The Artist

The Artist, written and directed by Michel Hazanavicius, is an homage to the silent film era. There is no recorded dialogue in most of the film. It is described as black-and-white, although it is clear that it was shot in color and then photoshopped into grayscale. (Compare this to any black-and-white film from the 1930’s, and you can see the difference.) Presumably this is because black-and-white film has become prohibitively expensive. It was shot in the 1.33:1 screen ratio that was commonly used up until the advent of television. The period detail is fairly accurate, although in one close-up shot one can see that Dujardin is wearing a synthetic moustache. And in one scene, when two of the characters meet on an upper story staircase in a movie studio (most studio buildings are only one or two stories), there are so many extras rushing back and forth in the background, the place looks almost like an ant colony.

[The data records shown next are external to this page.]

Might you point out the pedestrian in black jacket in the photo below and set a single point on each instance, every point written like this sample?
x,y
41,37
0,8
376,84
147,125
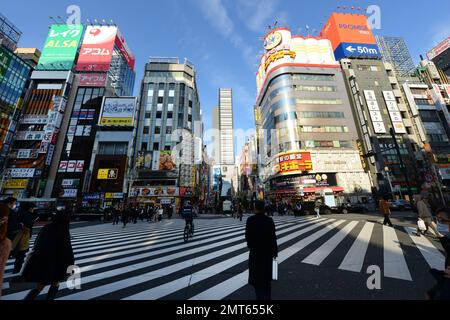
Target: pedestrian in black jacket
x,y
262,242
21,242
51,257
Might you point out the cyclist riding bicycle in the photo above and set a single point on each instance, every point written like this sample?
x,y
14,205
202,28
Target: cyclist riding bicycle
x,y
188,215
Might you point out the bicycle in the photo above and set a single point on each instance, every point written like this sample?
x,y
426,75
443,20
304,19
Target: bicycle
x,y
188,232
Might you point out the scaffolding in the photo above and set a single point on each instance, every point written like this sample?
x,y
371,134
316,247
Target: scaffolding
x,y
395,51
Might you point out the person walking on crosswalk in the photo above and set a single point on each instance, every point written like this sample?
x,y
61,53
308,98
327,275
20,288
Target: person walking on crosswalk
x,y
262,241
51,257
424,213
385,210
317,207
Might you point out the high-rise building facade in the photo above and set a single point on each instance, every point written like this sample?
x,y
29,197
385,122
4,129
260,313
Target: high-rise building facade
x,y
440,55
170,130
306,131
14,77
387,138
395,51
53,148
226,127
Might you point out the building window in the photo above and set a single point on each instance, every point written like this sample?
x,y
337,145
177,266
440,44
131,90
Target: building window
x,y
113,148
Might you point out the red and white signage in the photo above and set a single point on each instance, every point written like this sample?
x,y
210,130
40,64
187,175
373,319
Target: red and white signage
x,y
97,49
97,80
123,47
71,166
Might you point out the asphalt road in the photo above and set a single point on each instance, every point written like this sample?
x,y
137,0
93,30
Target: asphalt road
x,y
319,259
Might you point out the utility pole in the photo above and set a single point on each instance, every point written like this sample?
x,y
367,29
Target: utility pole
x,y
402,164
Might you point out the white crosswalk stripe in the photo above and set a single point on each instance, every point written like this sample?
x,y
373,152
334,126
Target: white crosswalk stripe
x,y
151,261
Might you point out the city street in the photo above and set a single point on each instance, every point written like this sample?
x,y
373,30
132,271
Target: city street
x,y
319,259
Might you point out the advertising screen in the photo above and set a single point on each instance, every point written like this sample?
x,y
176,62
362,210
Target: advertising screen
x,y
293,162
166,161
61,47
118,112
97,49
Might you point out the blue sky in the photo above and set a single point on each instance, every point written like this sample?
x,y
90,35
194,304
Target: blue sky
x,y
223,37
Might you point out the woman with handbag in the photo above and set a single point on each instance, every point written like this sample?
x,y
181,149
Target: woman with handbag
x,y
21,242
51,257
5,243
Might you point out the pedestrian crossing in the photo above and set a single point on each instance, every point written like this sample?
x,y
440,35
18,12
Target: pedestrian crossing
x,y
151,261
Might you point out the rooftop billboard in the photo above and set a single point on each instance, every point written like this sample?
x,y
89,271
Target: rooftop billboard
x,y
61,47
97,49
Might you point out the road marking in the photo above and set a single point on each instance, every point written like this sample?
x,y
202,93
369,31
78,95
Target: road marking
x,y
354,259
168,288
318,256
432,255
233,284
395,265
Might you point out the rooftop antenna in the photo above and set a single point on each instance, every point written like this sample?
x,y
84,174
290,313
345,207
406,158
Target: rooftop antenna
x,y
53,19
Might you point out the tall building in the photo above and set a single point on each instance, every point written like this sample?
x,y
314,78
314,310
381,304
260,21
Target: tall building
x,y
101,115
170,130
387,139
226,127
395,51
307,139
9,34
428,98
14,77
440,55
227,153
53,152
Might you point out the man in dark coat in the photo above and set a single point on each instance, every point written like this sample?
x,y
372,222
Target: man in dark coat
x,y
51,257
262,242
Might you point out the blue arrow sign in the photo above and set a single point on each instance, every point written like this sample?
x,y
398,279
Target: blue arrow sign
x,y
357,50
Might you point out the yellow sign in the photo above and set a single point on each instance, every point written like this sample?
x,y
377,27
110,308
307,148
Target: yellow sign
x,y
16,184
108,174
278,56
116,122
273,40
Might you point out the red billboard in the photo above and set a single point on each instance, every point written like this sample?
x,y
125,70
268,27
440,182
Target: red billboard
x,y
126,52
348,28
97,49
93,80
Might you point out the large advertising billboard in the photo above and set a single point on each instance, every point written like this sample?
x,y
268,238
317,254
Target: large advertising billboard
x,y
118,112
351,36
5,60
440,48
123,47
61,47
97,48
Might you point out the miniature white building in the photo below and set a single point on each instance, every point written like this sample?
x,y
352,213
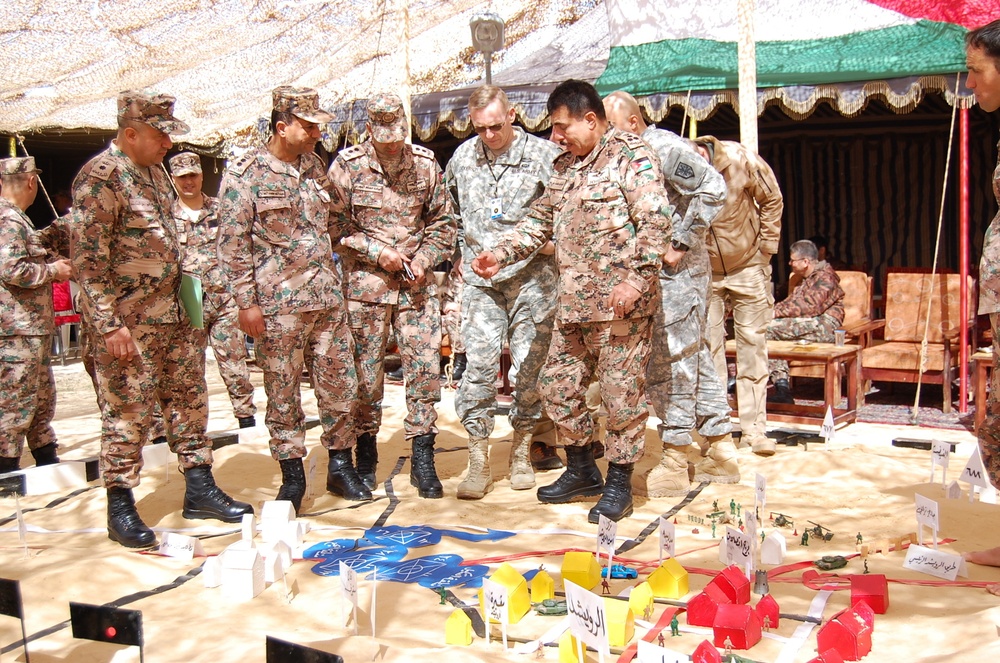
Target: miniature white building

The story is largely lifted from A Star is Born, with a bit of Sunset Boulevard and the Rin Tin Tin movies thrown in. Geroge Valentin (Jean Dujardin) is a silent film star who appears in adventure movies with his dog, Jack. By chance, he meets an extra, Peppy Miller (Bérénice Bejo), and he is immediately taken with her. He persuades a reluctant producer (John Goodman) to give her a bit part in a movie. Within a few years, Peppy (don’t you hate that name?) becomes a big star. When sound films are introduced, Valentin dismisses them. He uses his own money to finance a silent film. However, it comes out the day after the stock market crashes. What’s more, a sound film starring Peppy premieres the same day, and everybody goes to see that. George loses his shirt, and he drifts into poverty and alcoholism. He sells off most of his belongings at an auction, where they are secretly bought by Peppy, who hasn’t forgotten him. However, George’s loyal manservant, Clifton (James Cromwell) stays with him, even though George can no longer pay him. Clifton reluctantly leaves only after George orders him to. (We’re supposed to believe this?) Depressed, George burns his old films, and his house catches fire. Jack runs to alert a policeman, and George is saved. While George is lying unconscious in a hospital, Peppy arranges to have him moved to her home, where, coincidentally, Clifton now works. When he wakes, George wanders through Peppy’s house, where he finds a room full of his old belongings. Shocked, he returns to his house, where he prepares to shoot himself, while Jack pleads with him not to. Peppy shows up and apologizes. The film ends with Peppy and George dancing in a musical number.

The Artist has some amusing moments. For example, when George learns of the new sound film technology, he has a nightmare is which he hears sounds. For the most part, however, I felt as though I had been here many times before. (Think of those movie spoofs on the old Carol Burnett Show.) Hazanavicius says this movie is meant as a tribute. Yet, by filling it with clichés, he shows a condescending attitude towards the silent films he supposedly adores.